Dans l'attente d'un éventuel témoignage du suspect lui-même, l'un de ses frères a fait le portrait d'un homme parfaitement incapable de mener une telle attaque, un médecin dévoué et un musulman pieux. «Je sais que mon frère Nidal est quelqu'un de pacifique, aimant et soucieux des autres, qui montre un grand intérêt pour la médecine et l'assistance aux autres», a expliqué Eyad Hasan, qui vit à Sterling (Virginie). D'autres personnes que connaissait Hasan se souviennent d'un voisin agréable, qui avait pardonné à un soldat d'avoir arraché du parechoc de sa voiture un autocollant proclamant «Allah est amour».

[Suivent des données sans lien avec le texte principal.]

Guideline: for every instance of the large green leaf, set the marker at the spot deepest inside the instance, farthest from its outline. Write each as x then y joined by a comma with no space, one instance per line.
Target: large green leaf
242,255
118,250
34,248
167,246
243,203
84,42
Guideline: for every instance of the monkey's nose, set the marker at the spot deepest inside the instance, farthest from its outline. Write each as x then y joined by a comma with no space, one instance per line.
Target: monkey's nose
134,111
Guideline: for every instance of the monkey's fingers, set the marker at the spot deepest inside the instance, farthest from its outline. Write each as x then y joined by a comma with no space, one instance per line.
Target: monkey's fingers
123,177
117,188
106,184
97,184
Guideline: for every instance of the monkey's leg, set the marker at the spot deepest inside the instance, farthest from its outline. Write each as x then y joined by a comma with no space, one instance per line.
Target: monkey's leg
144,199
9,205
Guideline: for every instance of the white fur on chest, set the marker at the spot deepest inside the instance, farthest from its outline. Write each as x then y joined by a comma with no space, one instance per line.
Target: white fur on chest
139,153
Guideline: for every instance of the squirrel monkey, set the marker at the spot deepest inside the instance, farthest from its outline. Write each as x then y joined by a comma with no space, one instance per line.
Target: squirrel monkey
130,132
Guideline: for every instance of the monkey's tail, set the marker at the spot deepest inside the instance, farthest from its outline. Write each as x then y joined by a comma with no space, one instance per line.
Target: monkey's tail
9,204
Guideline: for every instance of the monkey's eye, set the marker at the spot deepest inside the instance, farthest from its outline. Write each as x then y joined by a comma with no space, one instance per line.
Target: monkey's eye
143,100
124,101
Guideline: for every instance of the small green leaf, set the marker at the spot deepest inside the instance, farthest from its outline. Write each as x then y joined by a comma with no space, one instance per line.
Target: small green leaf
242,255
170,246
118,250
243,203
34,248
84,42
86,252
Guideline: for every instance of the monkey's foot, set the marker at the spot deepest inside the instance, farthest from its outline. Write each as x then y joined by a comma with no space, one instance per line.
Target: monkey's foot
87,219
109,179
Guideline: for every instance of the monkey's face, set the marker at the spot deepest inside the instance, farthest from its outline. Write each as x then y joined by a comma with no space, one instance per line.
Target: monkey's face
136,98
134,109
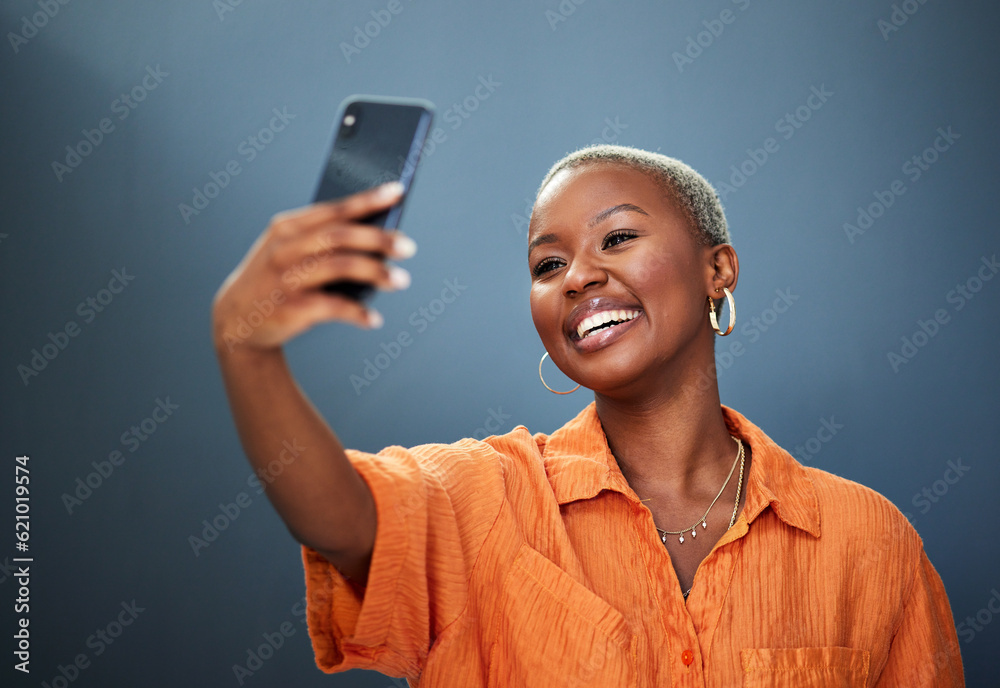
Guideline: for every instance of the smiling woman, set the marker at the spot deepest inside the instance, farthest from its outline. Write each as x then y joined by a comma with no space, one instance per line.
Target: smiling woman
657,539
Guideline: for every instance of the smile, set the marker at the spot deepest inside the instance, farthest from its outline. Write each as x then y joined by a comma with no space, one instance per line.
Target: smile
605,320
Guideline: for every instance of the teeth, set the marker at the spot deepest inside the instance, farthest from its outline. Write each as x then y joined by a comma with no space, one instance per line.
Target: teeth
603,318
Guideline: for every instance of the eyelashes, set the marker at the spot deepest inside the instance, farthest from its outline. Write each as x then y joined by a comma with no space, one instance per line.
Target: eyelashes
615,238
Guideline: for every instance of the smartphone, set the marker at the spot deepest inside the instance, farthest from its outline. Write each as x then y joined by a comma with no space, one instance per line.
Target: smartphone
377,140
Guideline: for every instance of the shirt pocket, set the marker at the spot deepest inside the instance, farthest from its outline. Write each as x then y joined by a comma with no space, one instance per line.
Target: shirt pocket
805,667
552,631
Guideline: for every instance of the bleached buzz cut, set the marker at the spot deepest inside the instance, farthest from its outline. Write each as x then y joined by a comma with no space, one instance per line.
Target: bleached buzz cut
692,193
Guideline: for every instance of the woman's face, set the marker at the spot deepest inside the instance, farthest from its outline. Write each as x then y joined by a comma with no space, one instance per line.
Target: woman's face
605,242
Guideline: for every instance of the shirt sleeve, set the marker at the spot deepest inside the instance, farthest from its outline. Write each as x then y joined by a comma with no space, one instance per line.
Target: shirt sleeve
925,650
435,505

Un de ses supérieurs au centre médical Darnall de Fort Hood, le colonel Kimberly Kesling, a décrit un homme calme, avec une solide éthique professionnelle, qui soignait bien ses patients. Toutefois, dans les jours qui ont précédé son acte de folie, une autre identité lui est apparue, celle d'une personne opposée à toute force aux guerres menées par les États-Unis en terres musulmanes, qui tentait d'échapper à son envoi en Afghanistan fin novembre. «Rétrospectivement, je ne suis pas surpris qu'il l'ait fait», a confié le Dr Val Finnell, l'un des anciens camarades de formation de Hasan, qui avait assisté à un exposé du suspect dans lequel il «justifiait les attaques suicides» et soutenait que la guerre des États-Unis contre le terrorisme était «une guerre contre l'Islam».

Bernard Rotsker, spécialiste du recrutement pour l'armée à Rand Corp., a indiqué qu'en l'absence de points noirs dans son dossier, Hasan avait été promu, car «nous manquons d'officiers, notamment à ce niveau de commandant ou de lieutenant-colonel, à cause de la guerre, et nous n'avons pas assez de psychiatres».